An important finding from this study was that the uniform lack of expression of many canine leucocyte markers by these spindle-shaped cells or large granular cells suggests that these cells are not of macrophage/histiocytic lineage despite their appearance and autophagosomal contents. ¹⁷ This evidence supports the hypothesis that the granular cells found in many different types of primary brain tumors reflect some nonspecific metabolic transformation of each tumor cell type. ²¹ The intense uniform positive staining for ubiquitin in these cells may indicate activation of ubiquitin-dependent protein degradation by cytosolic proteosomes. ⁶ Alternatively, lysosome-mediated breakdown of proteins can be facilitated by protein–ubiquitin conjugates within the endosome–lysosome system. ⁶ The precise subcellular location of ubiquitin would require further immuno-TEM examination.
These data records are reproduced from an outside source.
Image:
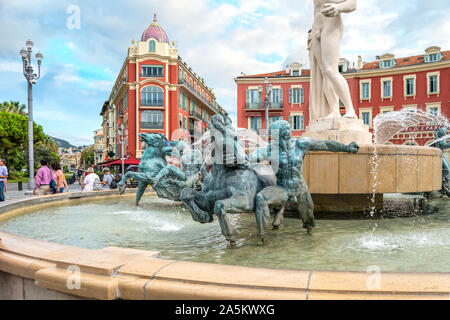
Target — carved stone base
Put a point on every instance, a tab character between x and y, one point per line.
339	129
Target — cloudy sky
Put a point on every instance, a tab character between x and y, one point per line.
218	38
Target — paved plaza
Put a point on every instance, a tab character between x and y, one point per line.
13	193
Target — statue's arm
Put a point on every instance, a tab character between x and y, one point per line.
325	145
258	155
333	8
347	6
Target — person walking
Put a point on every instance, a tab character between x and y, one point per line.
43	178
108	179
59	178
3	177
91	181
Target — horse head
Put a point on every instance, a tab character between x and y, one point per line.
156	145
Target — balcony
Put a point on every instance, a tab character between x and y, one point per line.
195	115
152	103
260	106
152	125
199	97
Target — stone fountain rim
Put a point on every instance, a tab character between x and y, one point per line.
119	273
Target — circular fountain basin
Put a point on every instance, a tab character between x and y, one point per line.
157	251
342	182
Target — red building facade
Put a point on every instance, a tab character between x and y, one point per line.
419	82
156	91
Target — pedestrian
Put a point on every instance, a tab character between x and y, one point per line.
44	177
59	178
91	181
3	177
80	175
108	179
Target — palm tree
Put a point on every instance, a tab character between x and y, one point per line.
13	107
In some human GCTs, the variable staining of granules with the anti-proteinases α-1-antitrypsin and α-1-antichymotrypsin has been interpreted as evidence of their histiocytic origin. However, such activity has been found in many other cell types and is therefore of limited cell specificity. ^21,24

A major challenge arising from both human and animal GCTs is to understand the basis for the implied difference in histogenesis between the cytologically pure GCT and those various primary CNS and peripheral nervous system tumors with a GCT component.